Root and mycorrhizal strategies for nutrient acquisition in forests under nitrogen deposition: A meta-analysis

Abstract

Global increase in nitrogen (N) deposition influences the belowground allocation of plant photosynthates and the formation of roots and rhizosphere-associated symbionts as well as soil nutrient availability, thereby affecting the nutrient acquisition by trees. Trees obtain nutrients primarily through fine root growth or mycorrhizal symbioses. These two mechanisms have an antagonistic relationship, but how they are modified by N deposition remains unknown. Arbuscular mycorrhizae (AM) and ectomycorrhizae (EM) are the two dominant types of mycorrhizal fungi that form symbioses with the roots of most trees. However, the divergent adaptive mechanisms and nutrient acquisition strategies of trees with a symbiotic relationship with AM (AM trees) or with EM (EM trees) in response to N deposition are unclear. To clarify these points, we conducted a meta-analysis of 116 studies on global forest ecosystems.
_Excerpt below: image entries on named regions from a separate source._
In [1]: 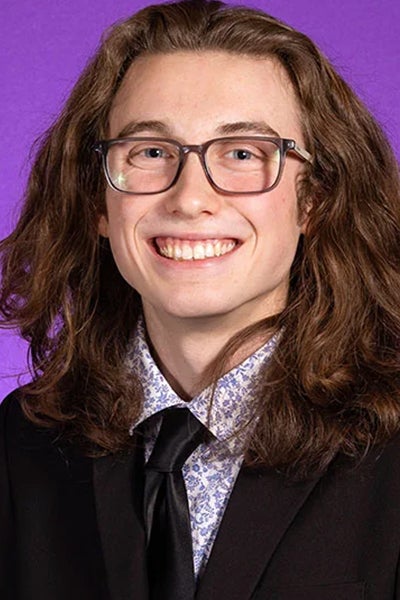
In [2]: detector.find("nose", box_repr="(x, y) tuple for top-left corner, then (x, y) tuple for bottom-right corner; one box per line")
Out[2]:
(165, 152), (222, 219)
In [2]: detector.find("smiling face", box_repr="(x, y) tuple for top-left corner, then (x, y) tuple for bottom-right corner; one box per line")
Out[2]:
(99, 52), (303, 329)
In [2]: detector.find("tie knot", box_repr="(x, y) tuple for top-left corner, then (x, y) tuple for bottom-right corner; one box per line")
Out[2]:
(146, 408), (207, 473)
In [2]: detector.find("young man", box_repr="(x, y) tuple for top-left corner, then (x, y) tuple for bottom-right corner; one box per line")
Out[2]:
(0, 0), (400, 600)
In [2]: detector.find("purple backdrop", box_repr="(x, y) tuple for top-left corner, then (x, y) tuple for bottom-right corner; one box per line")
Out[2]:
(0, 0), (400, 398)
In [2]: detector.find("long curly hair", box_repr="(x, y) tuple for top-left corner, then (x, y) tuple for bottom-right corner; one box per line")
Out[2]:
(0, 0), (400, 477)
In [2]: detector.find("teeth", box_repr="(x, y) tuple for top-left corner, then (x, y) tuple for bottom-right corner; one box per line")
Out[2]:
(156, 238), (236, 261)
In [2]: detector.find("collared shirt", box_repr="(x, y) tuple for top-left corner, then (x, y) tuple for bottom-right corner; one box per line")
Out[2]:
(127, 321), (276, 577)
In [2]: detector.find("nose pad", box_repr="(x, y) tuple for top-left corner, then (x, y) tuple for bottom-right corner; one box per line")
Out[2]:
(166, 150), (220, 217)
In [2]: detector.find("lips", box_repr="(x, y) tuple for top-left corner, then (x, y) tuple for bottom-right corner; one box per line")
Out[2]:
(154, 237), (239, 261)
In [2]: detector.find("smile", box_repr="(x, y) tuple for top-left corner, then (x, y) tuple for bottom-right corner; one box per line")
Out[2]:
(154, 237), (238, 261)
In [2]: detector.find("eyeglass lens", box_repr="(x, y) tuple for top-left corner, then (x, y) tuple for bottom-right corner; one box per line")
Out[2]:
(107, 138), (280, 194)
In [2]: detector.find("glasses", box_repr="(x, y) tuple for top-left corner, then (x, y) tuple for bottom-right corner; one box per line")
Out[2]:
(94, 136), (312, 195)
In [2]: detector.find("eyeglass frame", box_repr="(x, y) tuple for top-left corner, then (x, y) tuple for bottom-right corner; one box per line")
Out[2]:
(93, 135), (313, 196)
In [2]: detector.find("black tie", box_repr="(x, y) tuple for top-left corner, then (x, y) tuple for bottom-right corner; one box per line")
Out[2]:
(144, 408), (207, 600)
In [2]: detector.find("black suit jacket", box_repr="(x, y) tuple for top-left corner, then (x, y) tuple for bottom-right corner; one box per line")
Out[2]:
(0, 394), (400, 600)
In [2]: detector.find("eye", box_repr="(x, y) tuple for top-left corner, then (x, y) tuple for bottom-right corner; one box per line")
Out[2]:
(142, 147), (168, 158)
(230, 148), (254, 160)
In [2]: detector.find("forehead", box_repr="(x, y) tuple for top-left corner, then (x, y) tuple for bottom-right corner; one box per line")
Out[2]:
(109, 51), (302, 143)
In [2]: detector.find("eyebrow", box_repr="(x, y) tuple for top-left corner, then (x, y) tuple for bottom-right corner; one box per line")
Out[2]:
(117, 120), (280, 138)
(217, 121), (280, 137)
(117, 120), (171, 138)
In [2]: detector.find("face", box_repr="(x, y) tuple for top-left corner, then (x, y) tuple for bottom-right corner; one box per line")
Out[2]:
(99, 52), (304, 327)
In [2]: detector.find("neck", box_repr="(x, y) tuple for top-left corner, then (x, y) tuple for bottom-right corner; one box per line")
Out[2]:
(144, 307), (276, 400)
Following prolonged (>2 years) or high-load (>140 kg ha−1 y−1) N addition, both AM and EM trees decrease the amount of energy allocated to mycorrhizal symbioses and increasingly rely on fine roots to obtain nutrients. The faster growth of AM trees than of EM trees under N deposition is partly attributed to their divergent nutrient acquisition strategies: the fine root biomass and length decreased significantly in EM trees (−13% and −17%, respectively), but not in AM trees. Furthermore, the acid phosphatase activity increased more for the AM trees than for the EM trees (28% and 4%, respectively), indicative of a greater abundance of available P for the AM trees than for the EM trees after N addition. Consequently, AM trees have advantages in terms of root morphology and phosphatase activity over EM trees, suggesting they are better adapted to high N deposition.